Picking up his phone, he jabbed in the digits for the number listed for a Beverly Amondson, one of the people Hernandez had been unable to contact that afternoon. There were three of them, and Amondson’s name — along with Rochelle Newman’s — sounded vaguely familiar to Oberholzer, though he couldn’t quite place it. Beverly Amondson answered on the second ring, and she sounded genuinely upset that Costanza was dead. “I couldn’t believe it when I heard yesterday,” she told him. “We’ve been friends since college and it’s just so hard to imagine anyone would want to kill her.” As to the possibility of a boyfriend, she’d agreed with Rosenberg and everyone Hernandez had talked to. “She hadn’t had a boyfriend in years. In fact, we were joking about it at lunch a few months ago.”
A faint bell sounded in Oberholzer’s mind, and then he remembered. Reaching for the copy of Costanza’s Day-Timer that had gotten him yet another glare from Hernandez, he flipped through it quickly until he found the page from last spring with the lunch date notation. “Would that be the one at Cipriani’s?”
“How did you know that?” Bev Amondson asked, then answered her own question. “Never mind: the Day-Timer, right? Andrea wrote down everything. I bet she even had all our names, didn’t she?”
“Only initials. B being you, I assume, along with R and C.”
“That would be Rochelle and Caroline,” Bev supplied.
“Last names?” Oberholzer asked, but as both names were on the list Hernandez had given him of people she hadn’t been able to reach, he was pretty sure he already knew.
“Newman and Fleming,” Bev told him, confirming what he already suspected.
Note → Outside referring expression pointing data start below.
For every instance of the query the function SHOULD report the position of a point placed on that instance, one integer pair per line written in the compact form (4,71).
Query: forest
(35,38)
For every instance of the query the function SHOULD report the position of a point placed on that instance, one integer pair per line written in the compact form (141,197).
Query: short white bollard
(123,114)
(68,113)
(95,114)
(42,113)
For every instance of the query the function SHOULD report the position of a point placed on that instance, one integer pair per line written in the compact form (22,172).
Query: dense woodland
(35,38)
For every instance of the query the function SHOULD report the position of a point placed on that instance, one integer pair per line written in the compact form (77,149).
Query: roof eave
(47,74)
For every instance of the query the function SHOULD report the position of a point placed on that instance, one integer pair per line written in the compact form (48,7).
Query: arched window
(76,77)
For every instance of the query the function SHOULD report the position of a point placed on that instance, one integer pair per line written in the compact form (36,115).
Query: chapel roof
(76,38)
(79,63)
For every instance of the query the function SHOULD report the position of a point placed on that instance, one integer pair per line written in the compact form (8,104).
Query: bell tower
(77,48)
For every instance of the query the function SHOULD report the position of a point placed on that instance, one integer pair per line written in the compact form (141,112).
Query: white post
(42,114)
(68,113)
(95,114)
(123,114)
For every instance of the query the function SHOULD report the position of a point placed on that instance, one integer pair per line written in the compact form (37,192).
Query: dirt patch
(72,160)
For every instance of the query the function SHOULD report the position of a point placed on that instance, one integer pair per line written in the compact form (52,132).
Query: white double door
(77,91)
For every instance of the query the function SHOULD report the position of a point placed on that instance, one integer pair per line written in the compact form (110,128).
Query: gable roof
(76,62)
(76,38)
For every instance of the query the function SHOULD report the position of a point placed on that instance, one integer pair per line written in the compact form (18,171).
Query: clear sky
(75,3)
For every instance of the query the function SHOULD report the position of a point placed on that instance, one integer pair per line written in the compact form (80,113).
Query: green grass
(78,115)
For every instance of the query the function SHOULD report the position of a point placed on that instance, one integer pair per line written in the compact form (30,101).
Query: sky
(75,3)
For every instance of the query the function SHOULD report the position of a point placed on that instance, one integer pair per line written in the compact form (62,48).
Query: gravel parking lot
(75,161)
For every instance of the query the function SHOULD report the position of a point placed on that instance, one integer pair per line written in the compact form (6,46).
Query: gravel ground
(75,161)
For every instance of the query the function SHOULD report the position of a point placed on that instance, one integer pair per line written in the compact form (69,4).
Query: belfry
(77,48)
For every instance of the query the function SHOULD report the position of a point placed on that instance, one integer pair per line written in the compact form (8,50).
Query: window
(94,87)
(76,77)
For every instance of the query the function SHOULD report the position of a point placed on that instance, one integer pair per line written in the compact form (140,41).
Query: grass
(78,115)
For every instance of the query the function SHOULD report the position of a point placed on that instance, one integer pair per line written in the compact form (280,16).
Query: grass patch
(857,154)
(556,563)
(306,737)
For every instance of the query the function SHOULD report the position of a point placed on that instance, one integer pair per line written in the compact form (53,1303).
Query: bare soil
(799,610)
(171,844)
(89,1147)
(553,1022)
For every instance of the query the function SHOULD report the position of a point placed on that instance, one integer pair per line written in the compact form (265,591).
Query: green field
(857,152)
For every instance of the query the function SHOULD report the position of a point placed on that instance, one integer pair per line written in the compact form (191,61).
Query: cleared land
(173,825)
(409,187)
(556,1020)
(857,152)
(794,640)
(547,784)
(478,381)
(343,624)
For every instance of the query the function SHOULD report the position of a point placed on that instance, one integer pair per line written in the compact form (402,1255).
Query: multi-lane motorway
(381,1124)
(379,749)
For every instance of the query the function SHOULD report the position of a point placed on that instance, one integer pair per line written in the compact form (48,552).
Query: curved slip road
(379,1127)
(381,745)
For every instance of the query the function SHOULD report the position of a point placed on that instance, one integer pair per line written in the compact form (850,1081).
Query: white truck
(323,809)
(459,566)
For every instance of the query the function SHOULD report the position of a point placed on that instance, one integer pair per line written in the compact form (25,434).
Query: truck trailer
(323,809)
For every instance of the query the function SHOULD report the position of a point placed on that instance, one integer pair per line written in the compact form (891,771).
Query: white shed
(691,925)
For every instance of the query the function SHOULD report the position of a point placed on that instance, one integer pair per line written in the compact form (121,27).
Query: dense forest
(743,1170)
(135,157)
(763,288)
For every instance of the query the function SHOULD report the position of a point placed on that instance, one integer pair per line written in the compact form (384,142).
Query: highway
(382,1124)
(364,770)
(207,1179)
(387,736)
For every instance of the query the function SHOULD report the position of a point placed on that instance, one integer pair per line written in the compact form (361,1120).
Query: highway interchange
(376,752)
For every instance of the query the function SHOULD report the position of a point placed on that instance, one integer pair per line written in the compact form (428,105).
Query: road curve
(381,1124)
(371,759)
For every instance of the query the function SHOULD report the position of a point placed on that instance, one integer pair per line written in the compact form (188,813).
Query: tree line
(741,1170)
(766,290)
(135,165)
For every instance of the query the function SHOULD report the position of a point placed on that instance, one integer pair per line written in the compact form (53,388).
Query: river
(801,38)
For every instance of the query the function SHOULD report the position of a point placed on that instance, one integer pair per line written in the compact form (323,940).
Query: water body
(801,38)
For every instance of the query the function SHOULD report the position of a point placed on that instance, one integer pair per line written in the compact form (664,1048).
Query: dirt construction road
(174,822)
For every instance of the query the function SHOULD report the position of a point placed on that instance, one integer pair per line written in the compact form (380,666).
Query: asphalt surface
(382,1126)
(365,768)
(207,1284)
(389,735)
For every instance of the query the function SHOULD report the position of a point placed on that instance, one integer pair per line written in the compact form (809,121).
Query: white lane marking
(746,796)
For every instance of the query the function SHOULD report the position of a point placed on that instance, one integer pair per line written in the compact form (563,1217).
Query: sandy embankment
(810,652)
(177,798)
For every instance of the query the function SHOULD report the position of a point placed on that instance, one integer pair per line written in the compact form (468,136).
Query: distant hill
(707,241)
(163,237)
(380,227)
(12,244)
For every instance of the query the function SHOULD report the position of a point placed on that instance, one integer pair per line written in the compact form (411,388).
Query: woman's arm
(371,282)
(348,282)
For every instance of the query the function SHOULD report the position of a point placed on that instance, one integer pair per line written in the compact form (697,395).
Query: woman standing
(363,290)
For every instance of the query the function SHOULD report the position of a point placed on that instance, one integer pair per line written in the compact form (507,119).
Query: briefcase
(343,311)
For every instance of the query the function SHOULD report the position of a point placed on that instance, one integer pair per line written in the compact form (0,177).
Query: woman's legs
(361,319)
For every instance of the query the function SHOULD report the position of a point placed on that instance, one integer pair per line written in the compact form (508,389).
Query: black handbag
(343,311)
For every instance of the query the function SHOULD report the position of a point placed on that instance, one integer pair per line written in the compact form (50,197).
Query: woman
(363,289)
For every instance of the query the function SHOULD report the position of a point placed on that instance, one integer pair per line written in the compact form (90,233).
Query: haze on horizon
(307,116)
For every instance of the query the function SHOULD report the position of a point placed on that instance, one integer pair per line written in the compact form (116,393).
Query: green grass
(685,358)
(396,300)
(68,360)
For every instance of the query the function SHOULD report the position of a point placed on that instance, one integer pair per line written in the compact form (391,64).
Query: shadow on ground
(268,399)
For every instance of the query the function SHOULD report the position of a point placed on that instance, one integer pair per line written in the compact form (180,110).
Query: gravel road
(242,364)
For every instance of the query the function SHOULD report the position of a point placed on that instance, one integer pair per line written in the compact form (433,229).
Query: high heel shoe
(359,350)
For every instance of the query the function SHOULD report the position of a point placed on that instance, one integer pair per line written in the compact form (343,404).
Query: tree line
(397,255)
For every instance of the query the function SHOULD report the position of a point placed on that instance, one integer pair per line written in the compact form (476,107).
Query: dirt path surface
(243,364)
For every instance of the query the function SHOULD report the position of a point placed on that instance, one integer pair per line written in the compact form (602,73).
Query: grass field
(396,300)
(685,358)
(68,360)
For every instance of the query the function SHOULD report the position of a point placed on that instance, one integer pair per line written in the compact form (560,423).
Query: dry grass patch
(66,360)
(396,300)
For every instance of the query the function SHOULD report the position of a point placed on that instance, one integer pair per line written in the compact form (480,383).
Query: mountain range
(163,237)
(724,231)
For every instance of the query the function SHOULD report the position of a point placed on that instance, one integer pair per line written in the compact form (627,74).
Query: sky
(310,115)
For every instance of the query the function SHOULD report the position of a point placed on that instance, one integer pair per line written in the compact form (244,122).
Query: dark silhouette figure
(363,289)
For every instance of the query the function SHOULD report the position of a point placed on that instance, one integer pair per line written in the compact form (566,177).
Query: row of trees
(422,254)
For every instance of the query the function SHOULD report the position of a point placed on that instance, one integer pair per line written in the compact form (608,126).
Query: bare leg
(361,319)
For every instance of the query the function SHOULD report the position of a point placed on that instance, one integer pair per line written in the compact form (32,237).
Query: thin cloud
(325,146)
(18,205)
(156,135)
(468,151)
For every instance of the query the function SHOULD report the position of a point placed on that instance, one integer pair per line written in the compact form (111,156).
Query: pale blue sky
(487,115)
Another bell rang in Oberholzer’s memory, and he flipped through the calendar again. “Is Caroline Fleming the same Caroline who got married last month?”
“The very one. To the most fabulous man. We all adore Tony. And after what happened, we’re all so happy for Caroline.”
“I’m afraid I’m not following.” Oberholzer repeated. “Something happened to Caroline Fleming?”
There was an instant’s silence, then: “Her husband. Not Tony — her first one. He—” Bev Amondson hesitated a moment more, then finished. “He got killed in Central Park last year. One of those stupid things — he went running after dark and a mugger… ” Her voice trailed off for a moment, then picked up again. “Well, I’m sure I don’t have to spell it out for you, do I?”
Now the bell in Oberholzer’s mind was ringing loud and clear. “Was Caroline Fleming’s husband’s name Brad? Brad Evans?”
“Good Lord,” Beverly Amondson breathed. “How did you know that?”
“I’m a homicide cop,” Oberholzer replied. “It’s my business to know.”
After he’d hung up the phone a moment later, he went back to the report Maria Hernandez had made on her progress with the phone book. Next to Caroline’s name was a notation: Sick — will follow up tomorrow.
“Sorry, Detective Hernandez,” Frank Oberholzer said out loud to his empty kitchen. “I think I’ll take this one myself.”